A 1-dimensional columnar Data Table works procedurally as follows:
- Take the first input and put it in the input cell (so here, the value in cell G53 – 100 presently – would be copied as a value into cell H42)
- This would cause the values in the formulaic inputs to update (so cells G53:G63 would be updated to [still] display 100, 101, …, 109, 110)
- The result (cell H45, $100,000) would be recorded in the first row of outputs (cell H53)
- The second input – currently 101 (cell G54) – would then be pasted as a value into the input cell (cell H42)
- This would cause the values in the formulaic inputs to update (so cells G53:G63 would be updated to now display 101, 102, …, 110, 111 – these values have changed)

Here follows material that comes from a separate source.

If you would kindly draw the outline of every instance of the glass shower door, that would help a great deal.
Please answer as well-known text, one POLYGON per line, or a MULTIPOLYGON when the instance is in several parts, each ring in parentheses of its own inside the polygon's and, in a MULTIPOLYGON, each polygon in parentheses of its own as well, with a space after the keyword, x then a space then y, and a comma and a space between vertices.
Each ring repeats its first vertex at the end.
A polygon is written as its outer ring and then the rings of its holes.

- The result (cell H45, $101,000) would be recorded in the second row of outputs (cell H54) (this is why this output remains correct)
- The third input – now revised to 103, not 102 (cell G55) – would then be pasted as a value into the input cell (cell H42)
- This would cause the values in the formulaic inputs to update (so cells G53:G63 would be updated to now display 103, 104, …, 112, 113 – these values have changed)
- The result (cell H45, $103,000, being $103 multiplied by 1,000) would be recorded in the third row of outputs (cell H55) (this is why this output is incorrect)
- The fourth input – now revised to 106, not 103 (cell G56) – would then be pasted as a value into the input cell (cell H42)
- This would cause the values in the formulaic inputs to update (so cells G53:G63 would be updated to now display 106, 107, …, 115, 116 – these values have changed)
- The result (cell H45, $106,000, being $106 multiplied by 1,000) would be recorded in the fourth row of outputs (cell H56) (this is why this output is also incorrect)
- And so on…
- When all outputs have been determined, the Data Table input values (cells G53:G63) are then reset to the original values (100 to 110 inclusive).
Explained like this, it’s easy to see the problem. If cell G53 had been left as a hard-coded value, or linked to an independent cell elsewhere, this would not have happened. However, people don’t get this, and the internet is littered with end users moaning that their Data Tables are wrong and Excel makes errors. It doesn’t; people do. Be careful; use inputs!